I thought of the flashes of fire I’d seen in Quirin’s eyes and realized her point.

“He’d go after the General,” I whispered.

Marissa nodded. “Aye, that he would. We’ve just lost Dara, we can’t lose Quirin as well. They were the closest thing we had to leaders before the General, you know. And some of us still have hope Quirin will find a way to get us out of this.”

I looked across at the two men. They were standing close together, their faces lined and their quiet words serious. Whatever they were discussing had gone beyond condolences, and for the first time I could see Quirin as a leader. He had shown a hint of it earlier as well, when he had put aside his own grief in response to Marissa’s. Maybe I’d been too hard on him.

“And perhaps you could help us as well.” Marissa gave me a measuring look. “Quirin assures us you’re as Calistan as we are.”

“Me?” I asked warily.

“If you really are such a strong mage, you could activate our youngsters. Mayhap some of them might turn out to be stronger than their parents. A few of them were born with different seeds, too. My own eldest has a healing seed, thrown up from who knows how distant an ancestor. The General only activates his favorites, and we’ve been reluctant to activate them ourselves, not wanting to limit them to our level.”

I held up a hand to stop her before she gained any more enthusiasm for the idea. When she stopped talking, I pointed down at my waist.

“I have a neutralizer, remember.
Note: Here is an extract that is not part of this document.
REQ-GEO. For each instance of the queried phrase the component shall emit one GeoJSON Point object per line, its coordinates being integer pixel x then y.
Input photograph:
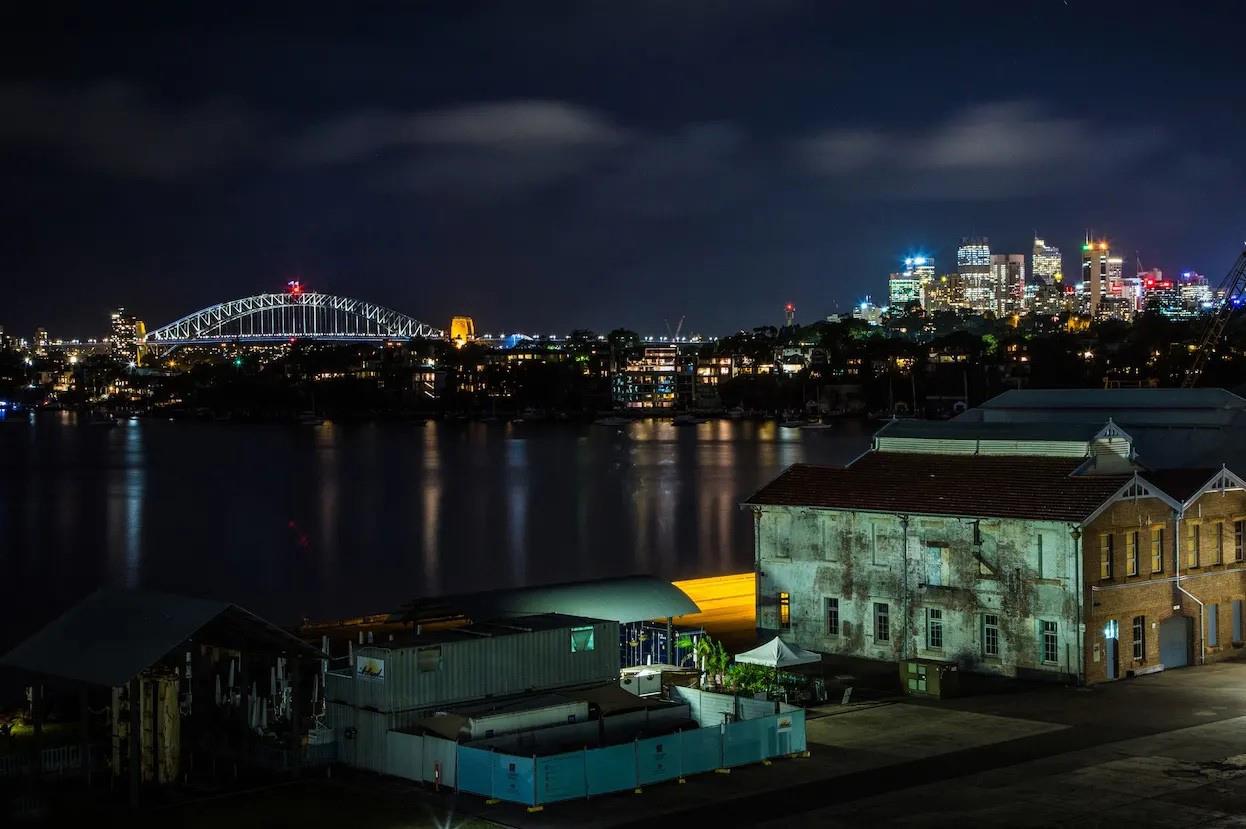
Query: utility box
{"type": "Point", "coordinates": [930, 678]}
I can’t activate anyone.”

Her eyes narrowed, her gaze going to the two men. “Mayhap there’s something we can do about that. If we put our heads together.”

I stood. I had been unhappy when a king asked me to activate his children, and I was no more comfortable with the idea in a settlement of outcasts. I had barely had the chance to get used to my own ability before it was locked away. I wasn’t ready to get mixed up in anyone else’s.

But neither could I pass up the potential opportunity to be released from the neutralizer.

“If you think of something, please let me know,” I said. “Maybe it would be a good idea if Quirin stays here for a few days. It’s done him good to see you both.”

Marissa looked over at the men again before looking doubtfully back at me. “Are you sure the General will accept that? Isn’t Quirin your jailer—of sorts?”

I smiled grimly. “Let me handle the General.”

Marissa grinned back. “There’s an attitude we could do with more of. Very well, then. We’ll keep him here. And if we come up with a plan, you’ll be the first to know.”

“Thank you. And thank you for the tea.”

She saw me off at the door, and I walked back to Quirin’s house slowly. My thinking had undergone so many changes in the last twenty-four hours, I felt dizzy.

I had thought I might need to visit a number of Quirin’s friends to get a feel for the true situation, but I had forgotten that not everyone grieves by withdrawing, as Quirin did. Marissa had been almost bursting to get her anger over her friend’s death off her chest.

It was possible I’d just found the allies I needed, but I couldn’t shake off the reluctance that had driven me from the house. All my life, everyone had wanted something from me—first my father, then the Tartorans, then the General, and now the Calistans. And though it was true that I shared a heritage with Quirin and Marissa, I couldn’t help but feel jaded after the General had attempted to use the same line on me only hours before.